Swing, iki vuruşluk stillerin sonuna gelindiği düşünüldüğü bir anda ortaya çıkmıştır. Her biri eşit vuruş olarak vurgulanmak üzere dört vuruştan meydana gelen ritmik bir tarzdır.
Bu dönemde solo çalışmalarının yanı sıra “big band” adı verilen büyük orkestralar da önem kazanmış, hatta altın çağlarını yaşamışlardır. Bunlardan en önemlisi kuşkusuz “swing kralı” olarak nitelendirilen klarnetçi Benny Goodman’ın orkestrasıdır. Goodman’ın yanı sıra Duke Ellington ve Count Basie orkestraları da dönemin önde gelen topluluklarındandır. Cazın popülerleşip tüm dünyaya yayılmasını sağlayan bu swing orkestralarıdır. O dönemin filmlerinde yer alan, göz kamaştırıcı sahne üzerinde dinleyicilerin dansları eşliğinde ritmik melodileriyle şov yapan orkestralar bile, swingin o zamanlarda toplumsal hayatta ne denli büyük bir yer kapladığını gözler önüne sermektedir.

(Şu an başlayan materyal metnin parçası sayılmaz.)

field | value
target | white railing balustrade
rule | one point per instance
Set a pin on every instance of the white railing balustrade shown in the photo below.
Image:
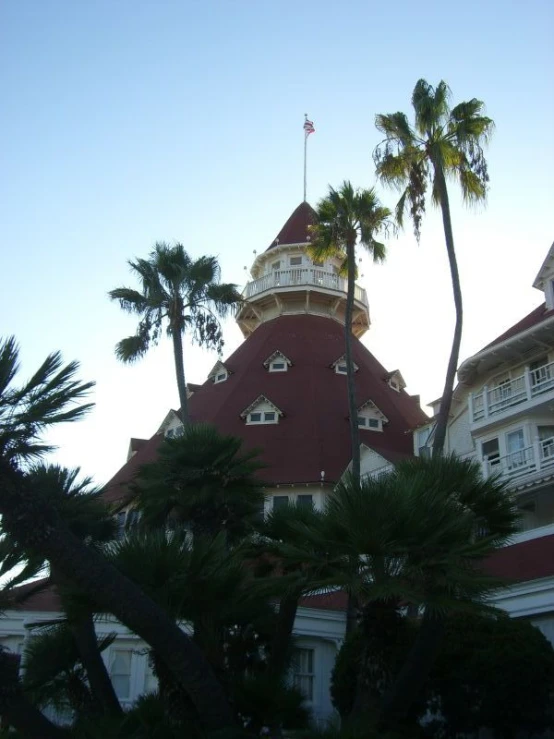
(302, 276)
(490, 401)
(534, 458)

Orkestralar dışında, piyanist Fats Waller ve Teddy Wilson, davulcu Gene Krupa, Tenor saksafoncu Coleman Hawkins ve Chu Berry ve alto saksafoncu Johnny Hodges ve Benny Barter da swing denince akla gelen müzisyenlerden bazılarıdır.
Swingin en önemli özelliklerinden biri de caz müziğini popülerleştirmesinin yanı sıra yine swing adı altında bir dans türünün ortaya çıkmasına neden olmasıdır. Bu dans türü de dönemin orkestralarıyla birlikte cazın daha geniş alanlara yayılmasına katkı sağlamıştır.
Ancak, 1940’ların başlarında swingin “çok fazla” ticarileşmesi bir takım müzisyenin bu müzik türünü görmezden gelip farklı bir akımı benimsemelerine neden olmuştur. Bu müzik akımı da “Bebop”tur.